L’armée égyptienne a elle assuré qu’elle garantirait des « élections libres et honnêtes », mais mis en garde contre toute atteinte à la sécurité du pays et des citoyens, selon un communiqué lu vendredi à la télévision d’Etat. Elle a également appelé à un retour à la vie normale et s’est portée garante des réformes promises par le président Hosni Moubarak.
Jeudi, Hosni Moubarak a en outre annoncé l’amendement de cinq articles controversés de la Constitution et l’annulation d’un sixième article. Ces articles imposent notamment des conditions très restrictives de candidature à l’élection présidentielle, ou permettent de se représenter à la présidence sans limitation du nombre de mandats.
D’autres articles limitent les possibilités de recours après des élections législatives, ou permettent au président d’ordonner que des civils accusés de terrorisme soient traduits devant un tribunal militaire. L’article 189 stipule que seuls le président de la République et le président du Parlement peuvent proposer des amendements constitutionnels.
Sur place. Les manifestants place Tahrir ont explosé de joie à l’annonce de la démission de Moubarak, eux qui avaient réagi avec colère jeudi soir quand le président avait dit vouloir rester jusqu’en septembre. La nouvelle a été accueillie par des concerts de klaxons et des scènes de liesse, dans toute l’Egypte.
A l’international.
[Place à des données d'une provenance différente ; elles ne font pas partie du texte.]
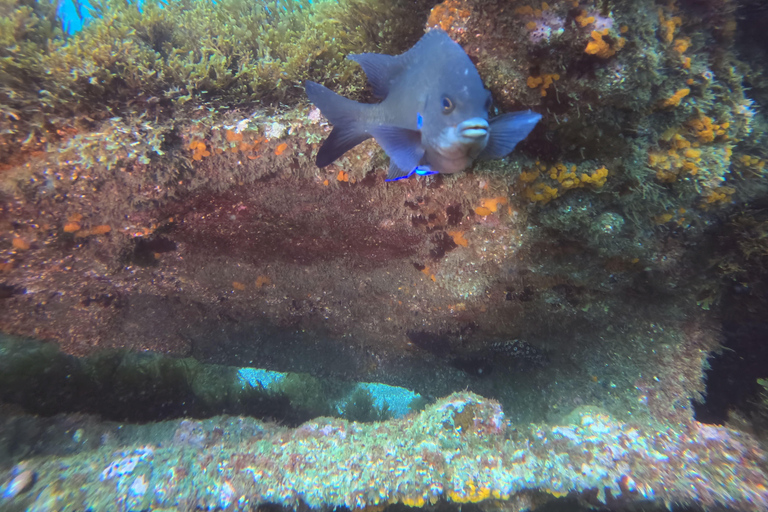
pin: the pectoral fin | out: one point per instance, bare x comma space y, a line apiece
506, 131
402, 145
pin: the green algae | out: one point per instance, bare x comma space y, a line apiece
133, 59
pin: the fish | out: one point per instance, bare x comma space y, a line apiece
433, 114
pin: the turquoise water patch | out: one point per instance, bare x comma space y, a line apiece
396, 399
255, 377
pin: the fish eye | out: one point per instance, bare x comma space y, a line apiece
447, 105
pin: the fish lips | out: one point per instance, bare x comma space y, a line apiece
473, 130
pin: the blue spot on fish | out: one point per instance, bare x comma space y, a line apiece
421, 170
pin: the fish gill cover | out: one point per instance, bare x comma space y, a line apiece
166, 232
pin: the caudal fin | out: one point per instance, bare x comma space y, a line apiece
344, 115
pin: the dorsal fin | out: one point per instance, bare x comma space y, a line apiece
382, 70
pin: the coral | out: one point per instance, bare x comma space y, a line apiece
565, 178
676, 98
450, 14
601, 47
544, 81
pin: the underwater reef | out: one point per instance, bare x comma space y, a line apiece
164, 223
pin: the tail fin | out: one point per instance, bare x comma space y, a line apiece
344, 114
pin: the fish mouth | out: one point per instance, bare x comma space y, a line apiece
476, 128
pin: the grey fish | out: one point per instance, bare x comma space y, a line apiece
433, 117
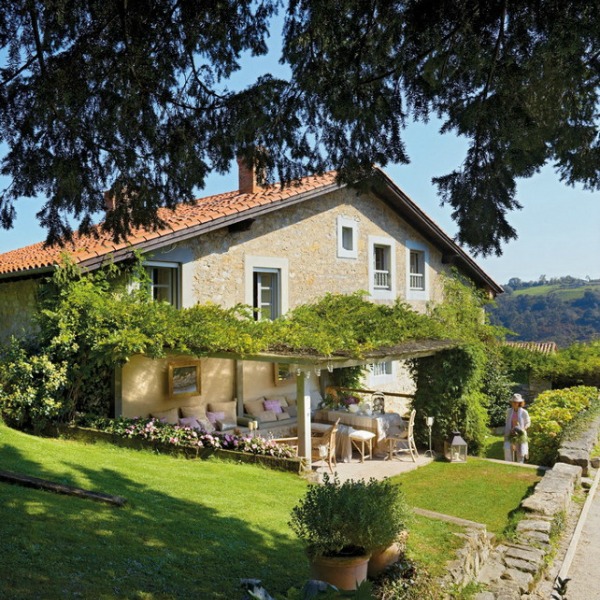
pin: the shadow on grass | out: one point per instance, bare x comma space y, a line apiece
161, 545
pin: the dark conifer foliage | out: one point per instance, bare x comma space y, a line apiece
131, 97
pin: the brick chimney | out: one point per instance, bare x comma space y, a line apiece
247, 178
110, 202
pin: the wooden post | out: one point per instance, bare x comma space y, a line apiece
303, 401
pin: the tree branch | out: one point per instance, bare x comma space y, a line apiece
38, 42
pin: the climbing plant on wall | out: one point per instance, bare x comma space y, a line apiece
451, 384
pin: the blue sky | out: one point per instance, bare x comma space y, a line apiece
558, 227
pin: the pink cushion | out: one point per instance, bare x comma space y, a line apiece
273, 405
214, 417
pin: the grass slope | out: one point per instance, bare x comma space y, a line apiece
190, 529
562, 292
478, 490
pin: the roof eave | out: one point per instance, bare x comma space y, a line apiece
399, 200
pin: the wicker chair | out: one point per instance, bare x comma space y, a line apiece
323, 446
403, 441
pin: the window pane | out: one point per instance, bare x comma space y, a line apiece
163, 284
417, 270
384, 368
347, 238
266, 294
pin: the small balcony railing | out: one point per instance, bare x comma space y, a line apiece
382, 280
417, 281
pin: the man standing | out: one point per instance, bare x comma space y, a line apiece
515, 430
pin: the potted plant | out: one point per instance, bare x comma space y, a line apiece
342, 524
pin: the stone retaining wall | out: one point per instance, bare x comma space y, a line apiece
512, 568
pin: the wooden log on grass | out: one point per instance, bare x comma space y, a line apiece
59, 488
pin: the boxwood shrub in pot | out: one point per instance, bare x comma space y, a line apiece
347, 520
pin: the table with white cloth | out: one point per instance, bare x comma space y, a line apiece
379, 424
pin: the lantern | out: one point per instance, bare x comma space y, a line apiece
455, 448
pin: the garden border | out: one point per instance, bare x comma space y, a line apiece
92, 436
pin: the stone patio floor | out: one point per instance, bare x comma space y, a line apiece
377, 468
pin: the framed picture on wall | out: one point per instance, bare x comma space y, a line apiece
283, 374
184, 378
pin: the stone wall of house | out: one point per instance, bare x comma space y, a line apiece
306, 236
17, 306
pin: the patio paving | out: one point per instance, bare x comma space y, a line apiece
377, 468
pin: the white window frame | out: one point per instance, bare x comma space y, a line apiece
411, 293
348, 224
274, 306
378, 293
254, 264
175, 268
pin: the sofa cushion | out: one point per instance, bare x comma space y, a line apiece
190, 422
274, 405
315, 399
213, 417
166, 416
265, 416
192, 411
227, 407
254, 407
224, 425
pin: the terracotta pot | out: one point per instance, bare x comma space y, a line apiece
383, 558
345, 572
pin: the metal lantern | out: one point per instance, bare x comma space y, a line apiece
455, 448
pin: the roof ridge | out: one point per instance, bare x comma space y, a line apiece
183, 215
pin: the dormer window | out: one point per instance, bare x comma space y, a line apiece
417, 261
347, 238
163, 282
382, 268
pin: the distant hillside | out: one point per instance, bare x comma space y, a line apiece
564, 310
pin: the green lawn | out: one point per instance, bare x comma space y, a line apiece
494, 447
478, 490
191, 529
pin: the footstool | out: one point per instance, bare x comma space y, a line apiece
361, 440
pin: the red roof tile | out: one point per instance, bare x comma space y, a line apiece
184, 216
542, 347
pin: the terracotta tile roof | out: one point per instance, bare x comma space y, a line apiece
185, 216
542, 347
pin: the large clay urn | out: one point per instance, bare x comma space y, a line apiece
345, 572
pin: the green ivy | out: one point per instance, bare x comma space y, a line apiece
32, 394
451, 385
553, 414
94, 322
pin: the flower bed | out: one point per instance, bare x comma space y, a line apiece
192, 443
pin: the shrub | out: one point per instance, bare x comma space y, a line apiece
552, 414
349, 518
31, 389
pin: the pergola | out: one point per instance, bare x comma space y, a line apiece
306, 364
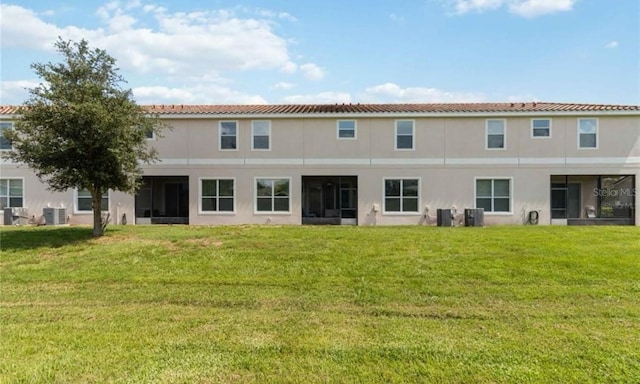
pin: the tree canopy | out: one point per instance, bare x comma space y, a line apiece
79, 128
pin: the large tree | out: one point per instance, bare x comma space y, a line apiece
80, 129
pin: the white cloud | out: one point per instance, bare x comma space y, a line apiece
207, 42
533, 8
15, 92
201, 94
612, 44
320, 98
524, 8
393, 93
284, 85
312, 71
464, 6
396, 18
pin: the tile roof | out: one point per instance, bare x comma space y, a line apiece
319, 109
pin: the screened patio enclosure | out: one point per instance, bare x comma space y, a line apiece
330, 200
593, 199
163, 200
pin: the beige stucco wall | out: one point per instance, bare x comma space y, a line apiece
449, 154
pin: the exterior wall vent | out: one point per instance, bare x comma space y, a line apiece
15, 216
55, 216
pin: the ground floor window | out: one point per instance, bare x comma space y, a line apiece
593, 196
11, 193
217, 195
83, 201
273, 195
493, 195
401, 195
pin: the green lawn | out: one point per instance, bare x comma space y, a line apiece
320, 304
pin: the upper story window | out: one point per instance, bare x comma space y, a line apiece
217, 195
150, 134
83, 201
5, 144
261, 135
493, 195
346, 129
496, 134
272, 195
404, 134
540, 128
587, 133
401, 195
11, 193
228, 135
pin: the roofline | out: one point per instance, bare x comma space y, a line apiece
236, 116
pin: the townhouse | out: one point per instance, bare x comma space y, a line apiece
368, 164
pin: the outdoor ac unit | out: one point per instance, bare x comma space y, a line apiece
55, 216
15, 216
474, 217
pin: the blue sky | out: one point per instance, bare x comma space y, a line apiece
339, 51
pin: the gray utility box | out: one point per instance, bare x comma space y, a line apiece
474, 217
444, 218
15, 216
55, 216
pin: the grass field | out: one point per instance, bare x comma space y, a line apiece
320, 304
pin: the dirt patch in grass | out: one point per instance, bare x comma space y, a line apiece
204, 242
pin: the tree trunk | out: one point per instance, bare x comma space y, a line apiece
96, 204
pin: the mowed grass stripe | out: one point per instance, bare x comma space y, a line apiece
261, 304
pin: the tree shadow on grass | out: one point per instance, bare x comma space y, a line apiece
25, 238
Israël espère que la période de transition qui s’ouvre en Egypte après l’annonce de la démission du président égyptien Hosni Moubarak se fera « sans secousse ».
La chef de la diplomatie européenne Catherine Ashton a également a salué cette démission qui ouvre ainsi la voie à des « réformes plus rapides et plus profondes ».
Dans la bande de Gaza, la nouvelle a été accueillie par des scènes de liesse. Le Hamas a réagi, estimant que c’était le « début de la victoire de la révolution égyptienne ».
Le nombre de victimes. Depuis le 3 février, les manifestations se déroulent le plus souvent dans le calme. Des heurts entre policiers et manifestants pendant les premiers jours de la contestation, puis entre militants favorables et opposés à Hosni Moubarak le 2 février, ont fait près de 300 morts ainsi que des milliers de blessés selon l’Onu et Human Rights Watch.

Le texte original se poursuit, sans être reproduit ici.